Thursday, March 15, 2012


Book: Smile Pretty and Say Jesus: The Last Great Days of PTL
Author: Hunter James
Published: 1993 (University of Georgia Press)
Pages: 210

On the surface, this is a tale of greed and denial and hypocrisy channeled through one of the biggest evangelical Christian empires this side of the Rocky Mountains. Jim and Tammy Fay Bakker start their ministry with coins rattling in their collection cigar box, got on TV through a masterful puppet show that evolved into a gi-fucking-normous media/theme park thing that made them enough money to burn through with Cadillacs and makeup and Kmart shopping sprees until their financial mismanagement and Jim's sexual eccentricities were exposed. Then Jerry Faulwell took over, trip over some of the exact same problems of his own (although on a smaller scale), and the whole shebang ended on a half-finished luxury hotel taken over by Native Americans who now owned the land on which it was getting built. 

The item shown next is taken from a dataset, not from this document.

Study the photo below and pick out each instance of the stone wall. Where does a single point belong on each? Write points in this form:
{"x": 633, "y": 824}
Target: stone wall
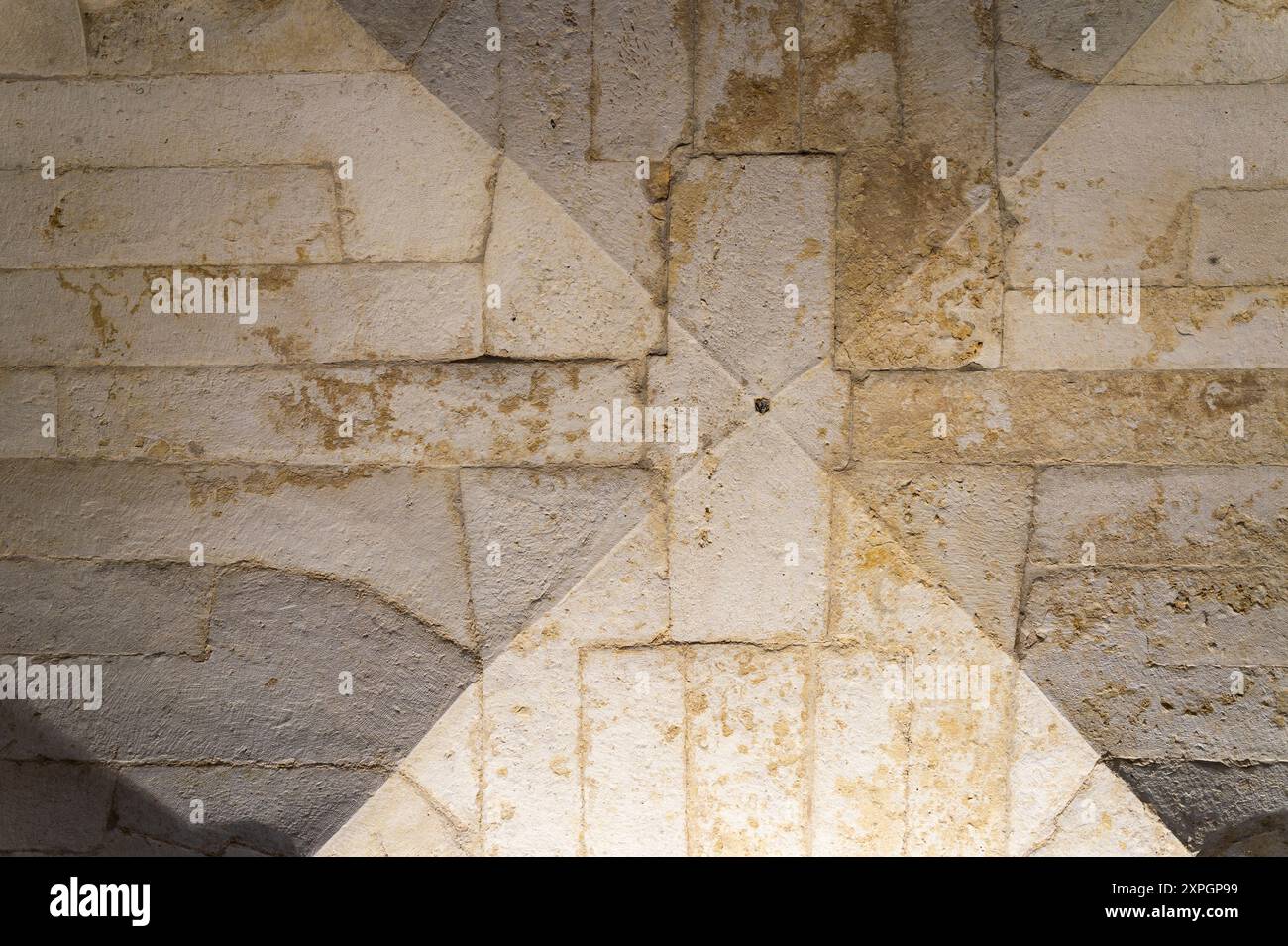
{"x": 819, "y": 226}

I'm pretty sure everybody knows the surface bit of the story, or can at least trace its familiar tropes. That makes it no less enjoyable to read about. Not with a malicious anti-religious smugness, but with a wonder at exactly how much people can trust their leaders and how much these leaders can built on shaky grounds before everything just goes SMASH.

But take a closer look into this, and you'll get the equally interesting and far more worrying glimpse of a newspaper man driven insane by his job.

Late nights, early mornings, no distinguishes between the two, camping out for hours to grab two seconds of a subject's time, chasing phone calls, editors spitting profanity like sparks from blowtorches--these are all pretty standard for an old-school paper journalist. James, who eventually reveals that he's over fifty during his coverage of this scandal, should be used to it if maybe getting tired of all the abuse. Instead, he drops in these stream-of-consciousness lines, even a whole chapter, that drop psychological hints about how much he hates all of this. He misses deadlines, drinks and takes downers, doesn't seem to know how to get out of all of his misery. He doesn't enjoy any of the chase.

And based on his continual failure to get close enough to any of the major people in this to fill out 500-word articles, I really wonder how he managed that for full book.

Somehow he manages to forge a great connection between his personal downfall and the one he's supposed to be covering. It does make me wonder about his career after this, though. Was it his last stand as well as the Bakkers' and Faulwell's? He never says. I hope he retired into one of those "old guy" desk jobs he was talking about by the end. 

Which is sort of a horrible thing to wish on a reporter. But dude was worn OUT.